Não somos contra a elite dominante. Somos a favor de um diálogo e de uma renovação sustentada.
Não somos contra o ódio. Somos a favor do amor.
Não somos contra o desemprego. Somos a favor do pleno emprego.
Não somos contra a guerra. Somos a favor da paz.
Não somos contra nada. Somos a favor do florescimento da humanidade.


Em suma, a minha geração já se cansou de ser contra tudo e contra todos. Hoje, somos a favor de algo. Somos a favor de um mundo novo. Não lutamos contra a infelicidade, mas a favor da felicidade.

Por isso, a minha maneira de protestar será sorrir. Será lançando gargalhadas implacáveis contra a classe política tecnocrática, ante a sua insignificância e demência crescentes. Não sei dançar, mas bambolearei o meu corpo. Não sei cantar, mas cantarei a plenos pulmões. Não sei desenhar, mas desenharei este mundo que é um sonho de todos os que não se deixam vergar aos indicadores, às produtividades, às eficiências, aos sistemas de controlo controlado e recontrolado. Nós ainda sonhamos. Nós ainda estamos por cá, ainda passamos as mãos pela relva recém-cortada, ainda dizemos "obrigado" quando nos sorriem de volta. E, por isso, sorrirei. Regozijar-me-ei, celebrarei a amizade, o amor, as ligações, a solidariedade, a cooperação, porque são elas que valem o esforço, o sangue, o suor, as lágrimas e as dores de cabeça.
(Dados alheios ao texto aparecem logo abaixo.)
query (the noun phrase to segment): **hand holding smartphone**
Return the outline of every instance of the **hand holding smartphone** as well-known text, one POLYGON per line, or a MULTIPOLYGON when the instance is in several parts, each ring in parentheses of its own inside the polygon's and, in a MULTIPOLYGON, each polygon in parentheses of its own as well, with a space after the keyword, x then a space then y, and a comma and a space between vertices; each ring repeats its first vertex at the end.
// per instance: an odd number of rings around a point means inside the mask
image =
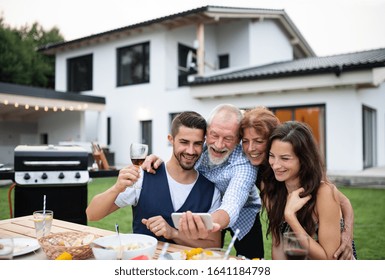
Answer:
MULTIPOLYGON (((183 213, 172 213, 171 218, 174 223, 175 228, 179 229, 179 220, 182 217, 183 213)), ((192 213, 194 216, 200 216, 202 218, 203 223, 206 226, 206 229, 213 229, 213 220, 211 218, 211 214, 209 213, 192 213)))

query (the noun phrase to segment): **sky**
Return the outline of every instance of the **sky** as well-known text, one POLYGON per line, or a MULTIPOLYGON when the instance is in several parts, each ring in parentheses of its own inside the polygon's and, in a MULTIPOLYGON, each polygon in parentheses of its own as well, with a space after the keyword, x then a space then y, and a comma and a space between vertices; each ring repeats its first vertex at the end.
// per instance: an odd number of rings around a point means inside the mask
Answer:
POLYGON ((0 15, 69 41, 207 5, 283 9, 318 56, 385 48, 385 0, 0 0, 0 15))

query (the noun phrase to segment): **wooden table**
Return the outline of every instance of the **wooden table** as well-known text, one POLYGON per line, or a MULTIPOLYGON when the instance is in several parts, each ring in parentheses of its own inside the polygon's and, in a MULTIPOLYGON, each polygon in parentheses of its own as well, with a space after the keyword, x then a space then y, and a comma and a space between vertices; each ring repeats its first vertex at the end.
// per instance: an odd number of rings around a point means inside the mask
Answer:
MULTIPOLYGON (((90 232, 93 234, 97 234, 99 236, 107 236, 111 234, 115 234, 114 231, 100 229, 96 227, 90 227, 86 225, 66 222, 58 219, 54 219, 52 222, 51 233, 59 233, 66 231, 74 231, 74 232, 90 232)), ((7 220, 0 220, 0 237, 32 237, 35 238, 35 226, 33 223, 33 217, 24 216, 7 220)), ((163 242, 158 242, 158 246, 155 252, 154 259, 158 258, 159 253, 163 247, 163 242)), ((191 249, 190 247, 170 244, 168 247, 168 252, 180 252, 184 249, 191 249)), ((28 260, 47 260, 47 256, 40 248, 35 252, 15 257, 14 259, 28 260)))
Essa é a melhor forma de protestar. É a melhor forma de reduzir o neoliberalismo, o caciquismo, o aproveitamento ínvio do património público e as sevícias praticadas por moralistas à sua condição de rodapés da história.

Eu não sou contra o governo. Adiro à greve porque a sociedade deve mostrar que está viva. E mostraremos.